Detailed Narrative
Consolidated Performance: Stable Topline Amidst Mixed Cues
Kirloskar Brothers reported a stable Q2 FY26 with consolidated revenue at ₹1,028 crores. However, for the first half of the year, revenue saw a modest 3% YoY decline to ₹2,007 crores. Q2 EBITDA stood at ₹124 crores, translating to a 12% margin. Management attributed the year-on-year margin moderation primarily to changes in product mix and a significant forex revaluation impact, while emphasizing that underlying business fundamentals and volumes remain robust.
Standalone Business Hit by Jal Jeevan Mission (JJM) Headwinds
The standalone performance was notably affected by funding delays at the state level for the Jal Jeevan Mission. Despite the central government releasing funds, KBL has withheld dispatches to mitigate credit risk, which deferred revenue recognition. Management reiterated its strict commercial policy, ensuring zero receivable exposure from JJM. Despite this headwind, the standalone order book (excluding small pumps) remains healthy, growing 13% YoY to ₹2,127 crores.
International Business Shines with Strong Order Book Growth
The international business was a key growth driver, with its order book expanding 25% YoY to ₹1,289 crores. Performance was particularly strong in the US and Thailand, which grew 21% and 158% respectively in constant currency, largely due to the execution of orders deferred from previous quarters. South Africa also continued its strong run with 27% growth. This global diversification helped cushion the softness in the domestic standalone segment.
UK Market Grapples with Structural Challenges
The UK operations faced headwinds from high energy prices (GBP 280/MWh), which has led to deindustrialization, particularly in the North. Key service contract customers in the chemical and petrochemical sectors are idling plants, reducing service revenue and impacting margins. While management is winning new contracts in the water and power sectors to compensate, they have guided for a margin recovery to double-digits to be a 'medium-term' prospect.
Significant Forex Volatility Impacts Profitability
Reported profitability was significantly impacted by forex volatility. Management quantified a mark-to-market loss of approximately GBP 1.8 million (around ₹20 crores) from currency movements, primarily the dollar's depreciation against the pound. An additional translation loss of $0.5 million was booked on dollar deposits held in its Euro-reporting Dutch subsidiary. Management clarified that on an operational level, the international business profit was stronger than the prior year.
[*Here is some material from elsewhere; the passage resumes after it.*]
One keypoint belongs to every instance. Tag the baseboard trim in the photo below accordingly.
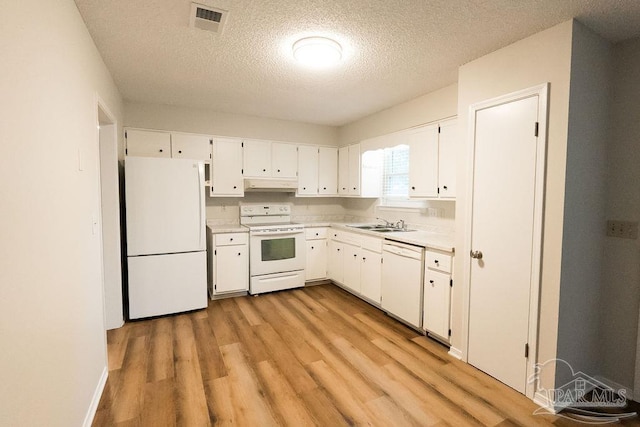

Strategic Growth Drivers: Data Centers and Petroleum Pumps
Management highlighted data centers in the US as a key growth area, where KBL supplies modular fire and cooling systems, having executed 25-30 projects. Domestically, the company secured a breakthrough order for PetroTurbo pumps from IOC, entering a market dominated by two American players. With an estimated total addressable market of 25,000-30,000 pumps per year, this represents a significant long-term opportunity for import substitution.
Outlook Hinges on H2 Seasonality and Order Execution
Despite the muted H1, management expressed confidence in meeting its full-year double-digit growth aspirations. This optimism is rooted in a strong combined order book and the company's historical seasonality, where the second half typically accounts for 60-62% of annual revenue. The focus for the upcoming quarters will be on executing the robust order pipeline across both domestic and international markets.